Certains sites Web d’associations touristiques régionales (ATR) du Québec offrent une belle vitrine aux possibilités de randonnée dans leur région. Celui des Cantons-de-l’Est propose une recherche selon plusieurs filtres, par exemple le niveau de difficulté et la durée. La startup Hickster, grâce à un partenariat avec Rando Québec qui permet de recenser plus de 3 000 sites, contribue aussi à promouvoir et favoriser la pratique de la randonnée au Québec.

Plusieurs réseaux de sentiers et des circuits de marche de longue durée se déploient depuis quelques années. Le Grand Sentier, qui traverse le Canada d’est en ouest, le Sentier des Appalaches (SIA-QC) en Gaspésie ou encore le Sentier Notre-Dame–Kapatakan dans le fjord du Saguenay en sont quelques exemples.
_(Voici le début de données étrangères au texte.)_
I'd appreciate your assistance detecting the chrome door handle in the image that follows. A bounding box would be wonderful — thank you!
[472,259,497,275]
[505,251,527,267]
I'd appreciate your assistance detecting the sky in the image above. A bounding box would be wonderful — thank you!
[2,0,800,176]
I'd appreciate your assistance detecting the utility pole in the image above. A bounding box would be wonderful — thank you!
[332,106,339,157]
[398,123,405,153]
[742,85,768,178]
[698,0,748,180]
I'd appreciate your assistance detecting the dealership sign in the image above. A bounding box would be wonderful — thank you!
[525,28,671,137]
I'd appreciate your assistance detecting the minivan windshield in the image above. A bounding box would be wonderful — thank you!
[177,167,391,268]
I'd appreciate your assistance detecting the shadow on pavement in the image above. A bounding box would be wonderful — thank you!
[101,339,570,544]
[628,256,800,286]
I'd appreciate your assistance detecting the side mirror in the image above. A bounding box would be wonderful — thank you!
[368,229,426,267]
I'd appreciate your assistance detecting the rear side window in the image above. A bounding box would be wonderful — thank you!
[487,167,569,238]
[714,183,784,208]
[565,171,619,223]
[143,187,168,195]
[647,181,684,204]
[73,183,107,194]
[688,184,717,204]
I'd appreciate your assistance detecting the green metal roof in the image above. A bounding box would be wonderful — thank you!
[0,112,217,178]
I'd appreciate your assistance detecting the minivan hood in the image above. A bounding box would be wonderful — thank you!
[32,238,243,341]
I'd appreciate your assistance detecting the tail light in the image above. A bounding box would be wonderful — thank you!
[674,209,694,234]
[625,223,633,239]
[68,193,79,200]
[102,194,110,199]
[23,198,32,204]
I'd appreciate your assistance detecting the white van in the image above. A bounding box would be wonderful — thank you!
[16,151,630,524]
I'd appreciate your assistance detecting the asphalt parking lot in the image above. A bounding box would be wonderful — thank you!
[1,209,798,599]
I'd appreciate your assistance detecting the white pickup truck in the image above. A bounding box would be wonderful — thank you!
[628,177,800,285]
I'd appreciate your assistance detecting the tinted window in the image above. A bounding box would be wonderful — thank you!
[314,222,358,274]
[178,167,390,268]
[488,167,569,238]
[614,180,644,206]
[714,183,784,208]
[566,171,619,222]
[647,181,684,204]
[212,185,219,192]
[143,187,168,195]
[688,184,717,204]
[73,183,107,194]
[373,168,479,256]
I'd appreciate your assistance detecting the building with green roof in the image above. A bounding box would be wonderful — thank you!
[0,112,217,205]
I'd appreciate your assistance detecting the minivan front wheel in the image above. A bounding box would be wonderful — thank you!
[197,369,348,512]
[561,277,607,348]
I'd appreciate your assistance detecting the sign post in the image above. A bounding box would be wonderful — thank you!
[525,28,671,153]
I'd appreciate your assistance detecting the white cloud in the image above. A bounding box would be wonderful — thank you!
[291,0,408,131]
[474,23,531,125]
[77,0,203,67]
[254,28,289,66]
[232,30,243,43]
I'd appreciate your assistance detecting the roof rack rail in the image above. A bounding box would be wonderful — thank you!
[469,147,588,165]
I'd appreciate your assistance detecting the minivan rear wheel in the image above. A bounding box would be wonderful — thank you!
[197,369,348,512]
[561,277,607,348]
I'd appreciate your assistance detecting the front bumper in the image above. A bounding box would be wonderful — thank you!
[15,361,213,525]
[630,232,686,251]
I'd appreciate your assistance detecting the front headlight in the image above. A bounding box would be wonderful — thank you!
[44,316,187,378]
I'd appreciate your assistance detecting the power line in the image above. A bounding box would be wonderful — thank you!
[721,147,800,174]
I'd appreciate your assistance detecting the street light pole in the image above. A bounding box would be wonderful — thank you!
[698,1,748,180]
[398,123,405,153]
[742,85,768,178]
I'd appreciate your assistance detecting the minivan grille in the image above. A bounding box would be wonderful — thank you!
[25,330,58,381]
Les nombreuses possibilités de randonnée au Québec sont méconnues, souvent transmises de bouche à oreille. Il s’agit pourtant d’un excellent outil de positionnement et d’un produit touristique qui permet un étalement de la saison et une meilleure répartition des retombées touristiques sur le territoire, tout en s’inscrivant dans une perspective de développement durable.